Benjamin Island
- Interactive map of Benjamin Island

Geography
- Location: Juneau City and Borough, Alaska
- Coordinates: 58°33′44″N 134°54′38″W﻿ / ﻿58.56222°N 134.91056°W
- Archipelago: Alexander Archipelago
- Length: 1.5 mi (2.4 km)
- Width: 0.5 mi (0.8 km)
- Highest elevation: 92 ft (28 m)

Administration
- United States
- State: Alaska
- Borough: Juneau

= Benjamin Island (Alaska) =

Island in Juneau, Alaska

Benjamin Island (or Benjamin Islet) is an island in the City and Borough of Juneau, Alaska, United States. It was named by Captain Lester A. Beardslee of the United States Navy in 1880. Located off the eastern shore of Favorite Channel, it is 25 mi northwest of the city of Juneau.

Benjamin Island is 1.5 mi long and 0.5 mi wide. It is about 0.75 mi north of the Sentinel Island Light and 0.25 mi south of North Island; it is one of the northernmost islands in Favorite Channel. The island is a part of the Channel Islands State Marine Park; it is used for picnicking and camping.

==History==
The Canadian Pacific Railway's SS Princess Sophia grounded on Vanderbilt Reef to the north early in the morning of October 24, 1918, in the midst of a snowstorm.

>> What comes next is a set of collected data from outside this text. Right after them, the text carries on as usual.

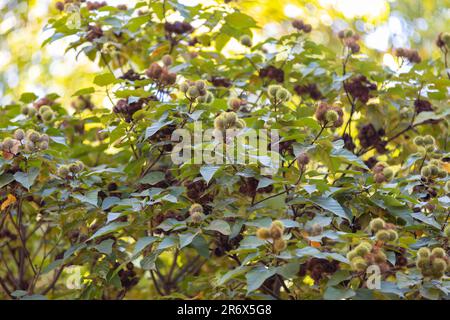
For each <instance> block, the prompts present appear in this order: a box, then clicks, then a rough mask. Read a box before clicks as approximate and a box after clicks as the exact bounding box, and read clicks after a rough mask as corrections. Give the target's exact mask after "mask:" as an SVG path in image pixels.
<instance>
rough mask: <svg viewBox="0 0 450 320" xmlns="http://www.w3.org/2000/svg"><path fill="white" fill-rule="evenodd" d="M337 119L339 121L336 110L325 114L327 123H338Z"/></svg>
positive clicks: (325, 116) (325, 112)
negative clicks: (337, 121) (336, 122)
mask: <svg viewBox="0 0 450 320" xmlns="http://www.w3.org/2000/svg"><path fill="white" fill-rule="evenodd" d="M337 119H339V115H338V113H337V112H336V111H334V110H328V111H327V112H325V120H326V121H327V122H331V123H333V122H335V121H337Z"/></svg>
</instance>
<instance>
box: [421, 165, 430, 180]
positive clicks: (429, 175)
mask: <svg viewBox="0 0 450 320" xmlns="http://www.w3.org/2000/svg"><path fill="white" fill-rule="evenodd" d="M420 174H421V175H422V176H423V177H425V178H429V177H431V169H430V167H428V166H426V167H423V168H422V170H420Z"/></svg>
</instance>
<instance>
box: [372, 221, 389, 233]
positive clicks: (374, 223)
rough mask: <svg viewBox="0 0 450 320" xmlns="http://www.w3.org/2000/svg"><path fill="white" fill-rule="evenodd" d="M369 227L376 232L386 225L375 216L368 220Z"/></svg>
mask: <svg viewBox="0 0 450 320" xmlns="http://www.w3.org/2000/svg"><path fill="white" fill-rule="evenodd" d="M369 227H370V230H372V231H373V232H377V231H379V230H381V229H384V228H385V227H386V223H385V222H384V220H383V219H381V218H375V219H372V221H370V224H369Z"/></svg>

The United States Lighthouse Service tender Cedar, captained by John W. Ledbetter, had taken up shelter at a cove of Benjamin Island when it received word of the passenger liner's plight at 14:00 that day. The Cedar left Benjamin Island almost immediately but did not reach the reef until 22:00.

==Wildlife==
Humpback whales and Steller sea lions live in the area of the island. A cow moose was noted on the island in 2005.

A joint project between the National Marine Fisheries Service and the University of Alaska Fairbanks placed cameras on the island for the purposes of studying the sea lions.